Time Is Money DSM USA

June 26, 2019

When I first started my consulting business, Time ReDesigned, as a side job almost 15 years ago, I didn’t give much thought to the idea of building a network of support. I started out selling educational consulting services, working with districts and states to help them better serve the students and families in their communities. It was just me, myself and I and from a business perspective, I thought I needed to do it all! I scheduled my own consulting engagements, scheduled the travel, created training materials and resources and conducted all of the services myself. I took responsibility for all of the business office processes, from invoicing to collections and tax preparation. I continued to do this for several years, sacrificing sleep and time with my family in an effort to grow the consulting business, until one day a superintendent saw me speak at a conference and came up after my presentation.

A Simple Question Leads to a New Outlook

The superintendent asked me if he could have his assistant contact my assistant to book some time for me to come to his district to provide training for his administrative team. When I told him that I didn’t have an assistant, he was a bit surprised. He asked me why I was spending so much of my time doing clerical tasks when I could hire someone for far less than my hourly rate and save valuable time for things that ONLY I could do, such as content development and training delivery.

I didn’t have a good answer for his question, but it sparked reflection on my part. In my mind I thought I was saving the company money by doing it all myself. However, through the lens of opportunity cost I was actually losing a lot of potential revenue due to the time I was spending doing tasks that could be outsourced for less per hour than I was charging for my services. 

Quite frankly, I have never been good at asking for help. Partially because I thought that in order to get it done right, I had to do it myself (that is a story for another day), and partly due to the fact that I wasn’t sure who to ask. I didn’t have a strong network of business development colleagues. I had a deep network of subject matter experts in my field, but I didn’t know anyone to ask for help with business office services, or clerical support, or accounting. According to Forbes (2017), there are four reasons that asking for help makes you a stronger leader, not a weaker one: choosing to live in a discomfort zone, choosing to protect your greatest asset, gaining different and varying insights and building the people around you.

Upping Efficiency

I realized that I was being extremely inefficient and ineffective with my time and recognized that time is the most precious commodity a business owner has.
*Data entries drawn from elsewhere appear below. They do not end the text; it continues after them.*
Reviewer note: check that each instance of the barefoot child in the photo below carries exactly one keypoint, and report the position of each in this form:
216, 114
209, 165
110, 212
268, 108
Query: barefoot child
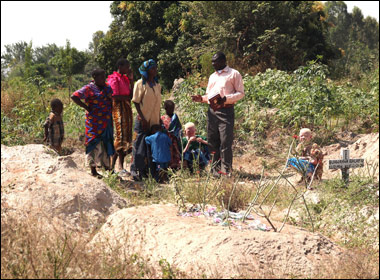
173, 127
310, 156
54, 129
195, 148
159, 143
Time is the greatest equalizer, as we all have the same amount to work with, 24 hours in each day and 365 days in each year. That is what we all have to work with. The way we spend that time is what sets the most successful people apart from others who are not as successful. So, what can we do to be more efficient and effective? One important strategy is to build a strong network of support, including a mentor who is willing and able to provide guidance and make connections to a variety of people who have experience and expertise that you need, at the time you need it most (Nast, 2018). 

This network (including a highly connected mentor) will save you hours every week, simply by helping you solve problems quickly, or hire help, or connect you with a resource you need. Asking for help can save thousands of dollars in opportunity cost and maybe even more in actual costs because most of the support I have received from my mentor and the network he has connected me to has been free. The only thing network support costs me is the commitment to pay it forward through sharing my own talent and expertise with someone who reaches out to me. I am more than happy to help another entrepreneur along in their journey towards success, as so many have been willing to do the same for me. 

The moral of the story is this: find a mentor and build a strong network so that no matter what you need the solution and support is a quick email, text or phone call away. Ask for help and pay it forward when you can. Time is money and asking for help from a mentor and your network is worth its weight in gold! Literally and figuratively speaking.